Alle Jobbörsen und Jobsuchmaschinen haben eins gemeinsam – sie lassen sich ungern scrapen. Web Scraping bezeichnet das gezielte Abgreifen von Websiteinhalten. Geschieht dies automatisiert, handelt es sich um einen Web Scraping Bot (Dazu sei gesagt, dass Webscraping rechtliche Grenzen hat und man sich vorab informieren sollte, ob man bereits im rechtlichen Graubereich handelt). Möchte man sich die Mühe sparen, einen eigenen Bot zu programmieren, stellen die Plattformen oftmals selbst Alternativen bereit. Jobbörsen wie Indeed bieten eigene API-Schnittstellen an. Allerdings bestehen Limitierungen, was die Ausgabe der Stellenanzeigen betrifft. Für eine großflächige und repräsentative Datenerhebung also der falsche Weg.
Anders sieht die Lage aus bei der Jobbörse der Bundesagentur für Arbeit.
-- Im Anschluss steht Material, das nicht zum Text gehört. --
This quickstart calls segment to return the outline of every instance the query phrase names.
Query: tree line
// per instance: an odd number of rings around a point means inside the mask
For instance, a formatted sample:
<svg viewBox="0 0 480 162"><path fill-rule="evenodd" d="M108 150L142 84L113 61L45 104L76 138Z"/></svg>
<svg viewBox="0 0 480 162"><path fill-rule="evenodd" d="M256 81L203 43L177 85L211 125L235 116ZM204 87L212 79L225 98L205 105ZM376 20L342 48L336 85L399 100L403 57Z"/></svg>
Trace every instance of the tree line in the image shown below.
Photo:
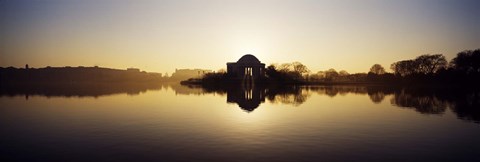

Die Branchen, die wir in diesem Artikel verwenden liegen als Filteroption bereits bei der Jobbörse vor. Gleichzeitig gewährt uns die Seite unbeschränkten Zugang zu allen aktuellen Anzeigen mit zusätzlichen Informationen in standardisiertem Format. Grund genug für uns, diesen Ansatz einem externen Analysetool vorzuziehen.
Allerdings: Repräsentativ für den gesamten Stellenmarkt in Deutschland sind die Daten nur bedingt, da einige Branchen überrepräsentiert sind und andere Jobs, vor allem die mit Mangelprofil, nicht unbedingt in der BA-Jobbörse landen. Trotzdem sind wir der Meinung, dass die Datenbasis ausreichend ist, um abzubilden, wie die Lage beim Thema Gehaltstransparenz aktuell auf dem Arbeitsmarkt aussieht.
Wie haben wir ermittelt, ob die Anzeigen eine Gehaltsangabe enthalten?
In einigen Stellenanzeigen sind die Gehaltsdaten mit einem Eintrag im dafür vorgesehenen Feld bereits angegeben. In diesem Fall ist unsere Arbeit schon erledigt und wir können einen Vermerkt anlegen (Gehaltsangabe: Ja). Andernfalls unterteilen wir den Text jeder Stellenanzeige in seine einzelnen Sätze und prüfen jeden Satz auf das Vorkommen des Wortes “Gehalt” (oder weiteren Synonymen, darunter “Tarif”) im Zusammenhang mit dem Wort “Euro” (ausgeschrieben oder als “€” Zeichen). Ist die Prüfbedingung erfüllt, enthält die Anzeige eine Gehaltsangabe, andernfalls nicht.